Open jqnatividad opened 7 years ago
Was able to implement this through Nginx:
Modifying the standard nginx.conf http://docs.ckan.org/en/latest/maintaining/installing/deployment.html#create-the-nginx-config-file
proxy_cache_path /tmp/nginx_cache levels=1:2 keys_zone=cache:30m max_size=250m;
proxy_temp_path /tmp/nginx_proxy 1 2;
server {
client_max_body_size 100M;
location / {
proxy_pass http://127.0.0.1:8080/;
proxy_set_header X-Forwarded-For $remote_addr;
proxy_set_header Host $host;
proxy_cache cache;
proxy_cache_bypass $cookie_auth_tkt;
proxy_no_cache $cookie_auth_tkt;
proxy_cache_valid 30m;
proxy_cache_key $host$scheme$proxy_host$request_uri;
# In emergency comment out line to force caching
# proxy_ignore_headers X-Accel-Expires Expires Cache-Control;
}
}
to
proxy_cache_path /tmp/nginx_cache levels=1:2 keys_zone=cache:30m max_size=250m;
proxy_temp_path /tmp/nginx_proxy 1 2;
# datastore dump proxy cache
proxy_cache_path /tmp/datastoredump_cache levels=1 keys_zone=dumpcache:30m max_size=5g inactive=24h;
server {
client_max_body_size 100M;
location / {
proxy_pass http://127.0.0.1:8080/;
proxy_set_header X-Forwarded-For $remote_addr;
proxy_set_header Host $host;
proxy_cache cache;
proxy_cache_bypass $cookie_auth_tkt;
proxy_no_cache $cookie_auth_tkt;
proxy_cache_valid 30m;
proxy_cache_key $host$scheme$proxy_host$request_uri;
# In emergency comment out line to force caching
# proxy_ignore_headers X-Accel-Expires Expires Cache-Control;
}
# datastore dump
location /datastore/dump {
add_header Cache-Control "no-cache, must-revalidate, max-age=0";
gzip_comp_level 2;
gzip_proxied any;
gzip_types *;
proxy_cache dumpcache;
proxy_cache_use_stale updating;
proxy_cache_lock on;
proxy_cache_valid 200 24h;
proxy_ignore_headers X-Accel-Expires Expires Cache-Control;
proxy_connect_timeout 600;
proxy_send_timeout 600;
proxy_read_timeout 600;
send_timeout 600;
client_max_body_size 0;
proxy_pass http://127.0.0.1:8080/datastore/dump;
}
}
this creates a 24 hour nginx proxy cache with a max size of 5g, allowing a datastore dump up to 10 minutes to create the dump file.
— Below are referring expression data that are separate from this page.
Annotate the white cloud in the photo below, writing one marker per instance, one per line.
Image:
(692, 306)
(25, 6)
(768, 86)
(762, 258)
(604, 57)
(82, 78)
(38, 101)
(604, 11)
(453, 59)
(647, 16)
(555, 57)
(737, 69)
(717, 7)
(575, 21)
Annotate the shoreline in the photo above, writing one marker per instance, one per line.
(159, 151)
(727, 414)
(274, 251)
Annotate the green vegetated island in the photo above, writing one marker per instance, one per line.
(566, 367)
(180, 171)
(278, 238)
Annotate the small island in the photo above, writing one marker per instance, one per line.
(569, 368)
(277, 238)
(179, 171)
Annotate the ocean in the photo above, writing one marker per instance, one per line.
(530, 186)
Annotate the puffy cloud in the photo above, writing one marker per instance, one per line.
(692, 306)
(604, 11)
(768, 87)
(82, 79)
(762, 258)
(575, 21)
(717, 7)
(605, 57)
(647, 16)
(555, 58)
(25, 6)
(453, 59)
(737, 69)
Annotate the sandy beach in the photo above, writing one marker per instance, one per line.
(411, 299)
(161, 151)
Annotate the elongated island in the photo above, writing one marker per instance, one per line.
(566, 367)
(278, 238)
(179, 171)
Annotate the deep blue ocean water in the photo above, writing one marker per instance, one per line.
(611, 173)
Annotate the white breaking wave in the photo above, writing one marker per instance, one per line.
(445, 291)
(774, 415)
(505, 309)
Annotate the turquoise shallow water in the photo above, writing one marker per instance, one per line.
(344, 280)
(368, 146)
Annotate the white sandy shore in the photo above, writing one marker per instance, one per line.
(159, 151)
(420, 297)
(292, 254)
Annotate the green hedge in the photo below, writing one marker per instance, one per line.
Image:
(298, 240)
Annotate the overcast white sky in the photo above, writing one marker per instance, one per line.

With the new datastore dump formats (https://github.com/ckan/ckan/pull/3390), and even the regular CSV dump, the files are created dynamically, which is an expensive operation, with large tables timing out with errors.
It'd be great if the writers can implement some smart caching mechanism where the files are stored in the file system (or the cloud, if using ckanext-cloudstorage) and the cached files are automatically expired when the datastore is updated.